We recently received a copy of an e-mail sent to Dr.Cannell, president of the Vitamin D council. It is from a physician who cares for institutionalized patients with developmental disabilities. These patients have their Vitamin D3 levels monitored regularly to ensure they are kept optimal. During a recent outbreak of H1N1 only two patients fell ill while 103 staff members (who don't have their levels monitored) developed an influenza-like illness.
Dear Dr. Cannell:
Your recent newsletters and video about Swine flu (H1N1) prompted me to convey our recent experience with an H1N1 outbreak at Central Wisconsin Center (CWC). Unfortunately, the state epidemiologist was not interested in studying it further so I pass it on to you since I think it is noteworthy.
CWC is a long-term care facility for people with developmental disabilities, home for approx. 275 people with approx. 800 staff. Serum 25-OHD has been monitored in virtually all residents for several years and patients supplemented with vitamin D.

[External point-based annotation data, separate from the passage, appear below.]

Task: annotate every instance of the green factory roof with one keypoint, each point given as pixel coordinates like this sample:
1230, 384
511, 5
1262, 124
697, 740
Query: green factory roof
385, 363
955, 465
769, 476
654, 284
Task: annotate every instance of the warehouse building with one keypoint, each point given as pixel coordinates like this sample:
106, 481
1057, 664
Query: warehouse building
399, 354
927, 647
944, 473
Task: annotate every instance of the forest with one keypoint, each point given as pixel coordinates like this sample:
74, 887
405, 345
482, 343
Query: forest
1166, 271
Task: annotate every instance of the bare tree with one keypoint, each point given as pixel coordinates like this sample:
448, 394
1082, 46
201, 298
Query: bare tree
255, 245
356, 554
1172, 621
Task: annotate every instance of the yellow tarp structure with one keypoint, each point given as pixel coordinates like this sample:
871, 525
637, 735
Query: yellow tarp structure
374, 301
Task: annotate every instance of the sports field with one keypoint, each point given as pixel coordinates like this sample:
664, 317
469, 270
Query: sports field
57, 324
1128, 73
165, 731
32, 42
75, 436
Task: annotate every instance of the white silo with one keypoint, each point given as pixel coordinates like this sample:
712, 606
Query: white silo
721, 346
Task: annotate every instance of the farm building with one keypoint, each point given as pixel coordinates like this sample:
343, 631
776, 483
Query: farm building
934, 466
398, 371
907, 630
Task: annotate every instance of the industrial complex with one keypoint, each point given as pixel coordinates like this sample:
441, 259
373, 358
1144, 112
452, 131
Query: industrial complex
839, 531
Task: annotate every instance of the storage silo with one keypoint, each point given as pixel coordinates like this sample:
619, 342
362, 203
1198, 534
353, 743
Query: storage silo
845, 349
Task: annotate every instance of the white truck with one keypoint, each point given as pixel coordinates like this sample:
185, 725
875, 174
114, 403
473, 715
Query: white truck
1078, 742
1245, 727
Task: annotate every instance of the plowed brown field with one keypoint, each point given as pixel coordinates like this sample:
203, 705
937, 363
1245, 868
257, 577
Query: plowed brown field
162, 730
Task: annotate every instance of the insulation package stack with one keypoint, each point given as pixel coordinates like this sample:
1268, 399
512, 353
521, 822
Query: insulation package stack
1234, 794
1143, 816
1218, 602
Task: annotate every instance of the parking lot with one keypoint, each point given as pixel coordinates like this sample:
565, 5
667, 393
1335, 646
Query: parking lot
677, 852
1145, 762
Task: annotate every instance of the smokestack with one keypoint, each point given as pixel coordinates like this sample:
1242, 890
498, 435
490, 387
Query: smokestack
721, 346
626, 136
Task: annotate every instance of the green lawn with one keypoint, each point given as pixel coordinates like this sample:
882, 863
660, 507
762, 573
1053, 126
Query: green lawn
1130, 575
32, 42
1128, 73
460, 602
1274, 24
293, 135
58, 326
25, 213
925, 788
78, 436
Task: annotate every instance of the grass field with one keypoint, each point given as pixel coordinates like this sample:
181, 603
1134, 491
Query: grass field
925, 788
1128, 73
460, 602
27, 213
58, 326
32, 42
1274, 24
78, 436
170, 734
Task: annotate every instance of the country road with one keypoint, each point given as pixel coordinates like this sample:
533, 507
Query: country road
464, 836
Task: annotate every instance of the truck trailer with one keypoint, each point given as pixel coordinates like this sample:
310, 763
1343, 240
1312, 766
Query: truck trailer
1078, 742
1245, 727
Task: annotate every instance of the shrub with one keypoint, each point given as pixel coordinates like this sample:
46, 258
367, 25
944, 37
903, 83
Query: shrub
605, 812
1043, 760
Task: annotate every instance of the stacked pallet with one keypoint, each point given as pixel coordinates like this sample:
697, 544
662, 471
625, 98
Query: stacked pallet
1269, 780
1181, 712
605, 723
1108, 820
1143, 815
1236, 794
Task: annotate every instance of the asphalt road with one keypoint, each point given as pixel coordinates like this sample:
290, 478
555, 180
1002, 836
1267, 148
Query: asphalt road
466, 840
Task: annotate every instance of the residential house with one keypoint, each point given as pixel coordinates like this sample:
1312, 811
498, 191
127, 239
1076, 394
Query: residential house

In June, 2009, at the time of the well-publicized Wisconsin spike in H1N1 cases, two residents developed influenza-like illness (ILI) and had positive tests for H1N1: one was a long-term resident; the other, a child, was transferred to us with what was later proven to be H1N1.

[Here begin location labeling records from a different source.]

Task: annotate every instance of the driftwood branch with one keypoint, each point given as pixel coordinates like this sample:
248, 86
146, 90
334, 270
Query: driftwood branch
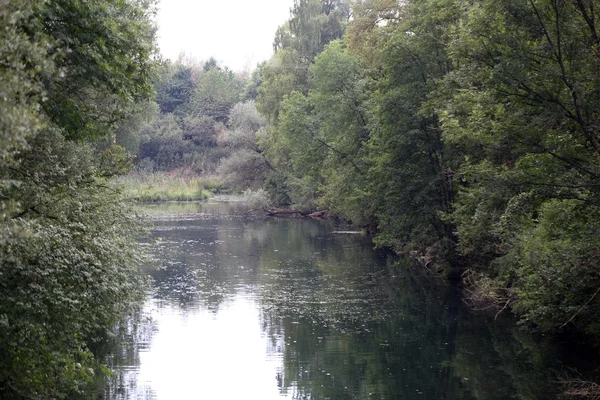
580, 309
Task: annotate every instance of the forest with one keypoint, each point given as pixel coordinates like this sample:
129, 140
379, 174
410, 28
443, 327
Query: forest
463, 134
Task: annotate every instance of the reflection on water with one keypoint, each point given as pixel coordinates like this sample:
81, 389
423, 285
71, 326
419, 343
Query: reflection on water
248, 308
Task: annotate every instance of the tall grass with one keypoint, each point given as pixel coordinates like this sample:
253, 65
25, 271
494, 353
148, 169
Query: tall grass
177, 185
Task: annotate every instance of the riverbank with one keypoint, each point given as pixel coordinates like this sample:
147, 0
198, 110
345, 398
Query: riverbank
168, 186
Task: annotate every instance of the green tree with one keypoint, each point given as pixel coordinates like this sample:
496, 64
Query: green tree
524, 111
69, 70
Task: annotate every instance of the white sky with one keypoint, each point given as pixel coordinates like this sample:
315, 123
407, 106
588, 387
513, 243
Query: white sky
238, 33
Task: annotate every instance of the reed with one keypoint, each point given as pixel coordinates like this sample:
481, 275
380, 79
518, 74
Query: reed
178, 185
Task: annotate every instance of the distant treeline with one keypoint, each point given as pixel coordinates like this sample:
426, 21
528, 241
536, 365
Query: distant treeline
463, 133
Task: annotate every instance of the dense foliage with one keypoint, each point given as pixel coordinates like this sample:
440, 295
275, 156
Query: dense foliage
462, 133
70, 71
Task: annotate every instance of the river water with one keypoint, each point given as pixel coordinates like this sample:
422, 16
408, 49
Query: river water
249, 308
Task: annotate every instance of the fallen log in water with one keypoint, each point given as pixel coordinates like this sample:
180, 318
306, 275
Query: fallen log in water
283, 212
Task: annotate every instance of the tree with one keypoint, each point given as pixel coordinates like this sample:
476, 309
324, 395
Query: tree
524, 111
246, 167
70, 71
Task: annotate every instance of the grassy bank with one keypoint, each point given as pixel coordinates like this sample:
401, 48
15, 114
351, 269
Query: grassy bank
167, 186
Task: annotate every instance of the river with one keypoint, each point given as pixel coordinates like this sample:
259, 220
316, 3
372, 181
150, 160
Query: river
244, 307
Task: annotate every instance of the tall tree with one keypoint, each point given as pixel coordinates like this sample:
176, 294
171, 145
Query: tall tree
69, 71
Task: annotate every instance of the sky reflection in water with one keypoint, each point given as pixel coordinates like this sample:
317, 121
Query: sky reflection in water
245, 308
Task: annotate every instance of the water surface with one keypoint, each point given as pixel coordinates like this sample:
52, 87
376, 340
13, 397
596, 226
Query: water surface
250, 308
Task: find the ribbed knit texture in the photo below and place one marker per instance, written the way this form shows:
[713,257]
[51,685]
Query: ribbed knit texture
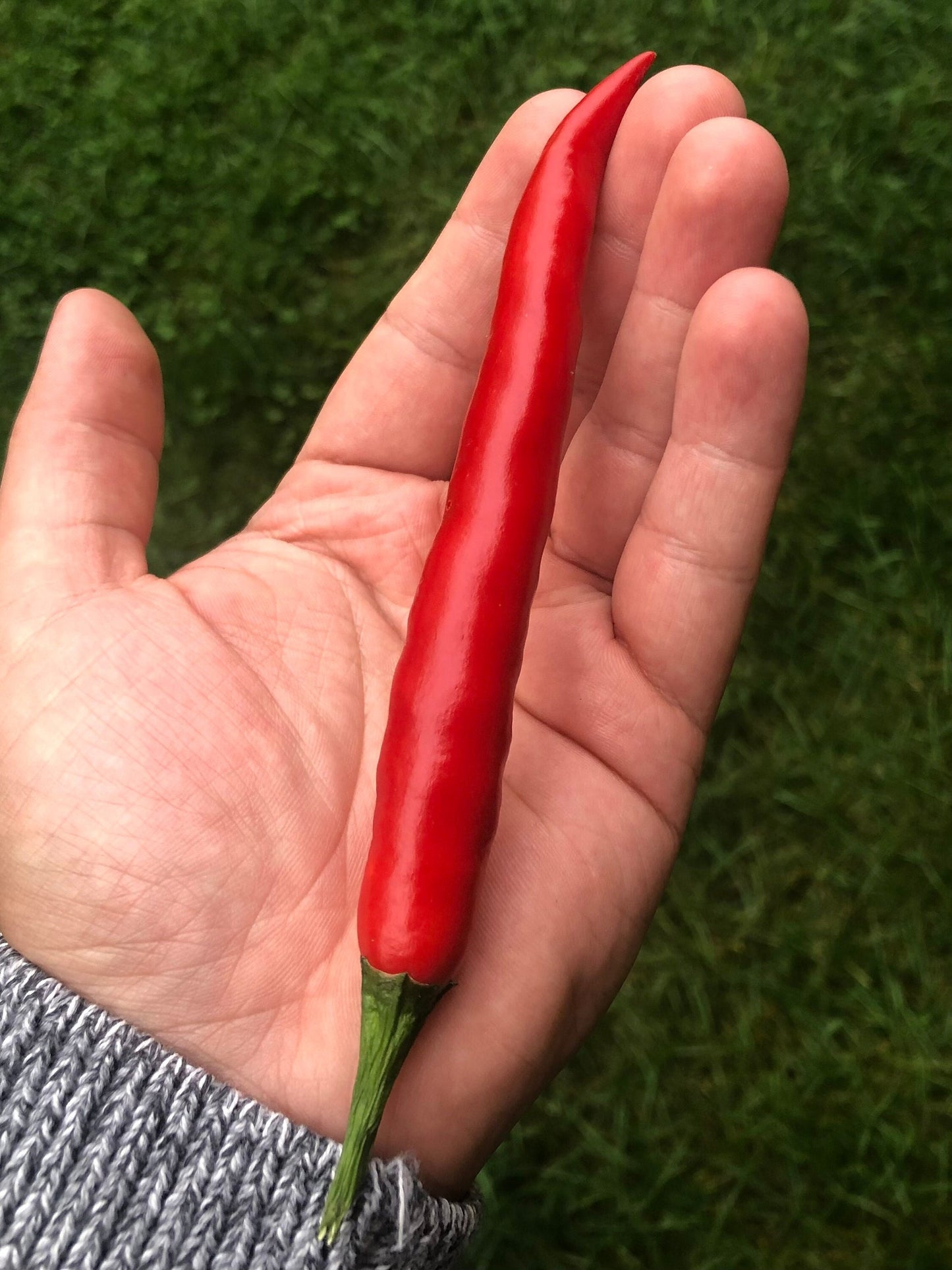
[119,1155]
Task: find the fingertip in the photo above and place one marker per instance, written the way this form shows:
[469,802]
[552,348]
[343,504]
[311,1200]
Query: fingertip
[97,328]
[688,80]
[753,308]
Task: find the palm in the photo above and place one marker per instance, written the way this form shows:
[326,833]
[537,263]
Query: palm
[190,763]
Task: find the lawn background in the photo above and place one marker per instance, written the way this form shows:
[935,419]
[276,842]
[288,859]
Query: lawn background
[773,1087]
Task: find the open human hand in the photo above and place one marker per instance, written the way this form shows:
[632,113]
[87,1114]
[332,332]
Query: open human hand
[187,765]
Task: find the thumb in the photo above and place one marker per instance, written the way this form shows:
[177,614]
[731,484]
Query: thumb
[78,492]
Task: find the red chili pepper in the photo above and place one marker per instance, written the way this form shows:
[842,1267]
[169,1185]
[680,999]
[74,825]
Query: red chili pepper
[451,705]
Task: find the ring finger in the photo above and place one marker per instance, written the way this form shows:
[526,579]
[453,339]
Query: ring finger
[720,208]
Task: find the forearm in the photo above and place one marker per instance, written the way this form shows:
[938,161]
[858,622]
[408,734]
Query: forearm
[117,1152]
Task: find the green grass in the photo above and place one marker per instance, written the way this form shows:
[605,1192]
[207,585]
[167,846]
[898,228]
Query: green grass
[773,1087]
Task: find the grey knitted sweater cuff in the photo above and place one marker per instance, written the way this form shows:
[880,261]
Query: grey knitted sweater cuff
[117,1153]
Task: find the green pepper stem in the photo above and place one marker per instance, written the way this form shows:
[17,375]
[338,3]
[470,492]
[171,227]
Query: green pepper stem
[393,1010]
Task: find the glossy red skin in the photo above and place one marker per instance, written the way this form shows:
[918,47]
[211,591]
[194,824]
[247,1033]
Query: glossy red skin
[451,707]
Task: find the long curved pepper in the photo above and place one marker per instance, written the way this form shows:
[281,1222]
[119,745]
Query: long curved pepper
[451,707]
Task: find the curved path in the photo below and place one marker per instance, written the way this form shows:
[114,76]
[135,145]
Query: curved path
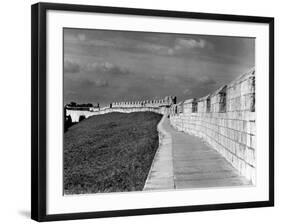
[185,161]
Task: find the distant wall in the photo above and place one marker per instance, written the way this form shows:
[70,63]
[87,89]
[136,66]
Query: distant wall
[226,120]
[75,114]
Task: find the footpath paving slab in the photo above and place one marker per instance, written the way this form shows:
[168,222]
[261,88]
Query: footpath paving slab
[185,161]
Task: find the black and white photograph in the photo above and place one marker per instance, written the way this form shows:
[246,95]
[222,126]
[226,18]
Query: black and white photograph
[152,111]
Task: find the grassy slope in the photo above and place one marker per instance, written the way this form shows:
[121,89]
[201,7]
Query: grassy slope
[110,153]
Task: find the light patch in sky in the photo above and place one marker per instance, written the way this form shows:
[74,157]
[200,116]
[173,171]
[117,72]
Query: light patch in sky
[104,66]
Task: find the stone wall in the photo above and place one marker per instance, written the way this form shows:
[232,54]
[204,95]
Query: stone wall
[75,114]
[225,120]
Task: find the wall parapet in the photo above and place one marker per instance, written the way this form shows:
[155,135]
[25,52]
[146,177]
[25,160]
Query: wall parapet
[226,120]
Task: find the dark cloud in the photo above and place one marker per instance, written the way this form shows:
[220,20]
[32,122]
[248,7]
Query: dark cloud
[71,67]
[93,83]
[106,67]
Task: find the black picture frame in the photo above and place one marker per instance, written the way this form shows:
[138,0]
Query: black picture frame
[38,108]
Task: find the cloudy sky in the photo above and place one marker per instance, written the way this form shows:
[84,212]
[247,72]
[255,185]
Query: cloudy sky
[108,66]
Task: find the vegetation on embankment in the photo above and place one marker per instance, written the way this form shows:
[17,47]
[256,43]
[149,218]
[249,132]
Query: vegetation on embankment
[110,153]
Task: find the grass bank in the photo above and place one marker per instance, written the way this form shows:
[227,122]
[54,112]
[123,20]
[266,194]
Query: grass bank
[110,153]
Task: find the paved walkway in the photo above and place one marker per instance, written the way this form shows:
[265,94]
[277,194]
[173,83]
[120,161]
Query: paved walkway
[185,161]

On the other hand, 60 staff members developed ILI or were documented to have H1N1: of 17 tested for ILI, eight were positive. An additional 43 staff members called in sick with ILI. (Approx. 11-12 staff developed ILI after working on the unit where the child was given care, several of whom had positive H1N1 tests.)
So, it is rather remarkable that only two residents of 275 developed ILI, one of which did not develop it here, while 103 of 800 staff members had ILI. It appears that the spread of H1N1 was not from staff-to-resident but from resident-to-staff (most obvious in the imported case) and between staff, implying that staff were susceptible and our residents protected.
Norris Glick, MD
Central Wisconsin Center
Dr Cannells' update rapidly produced a report from another physician who routinely supplements her patients with Vitamin D3:
Dear Dr. Cannell:
Thanks for your update about the hospital in Wisconsin. I have had similar anecdotal evidence from my medical practice here in Georgia. We are one of the 5 states with widespread H1N1 outbreaks.
I share an office with another family physician. I aggressively measure and replete vitamin D. He does not.
He is seeing one to 10 cases per week of influenza-like illness.
In my practice-- I have had zero cases. My patients are universally on 2000-5000 IU to maintain serum levels 50-80 ng/ml.
DO Campbell Family Medicine 3925 Johns Creek Court
Suwannee GA 30024
Also this month, the CDC released a report in the September 4 issue of Morbidity and Mortality Weekly Report (MMWR) on the 36 children who have died from H1N1 in the USA. Almost two-thirds of the children who died had epilepsy, cerebral palsy, or other neurodevelopmental conditions like mental retardation.
All of these neurological conditions are associated with childhood Vitamin D deficiency. Exacerbating the problem further, many of these children take anti-convulsant drugs, which lower Vitamin D3 levels.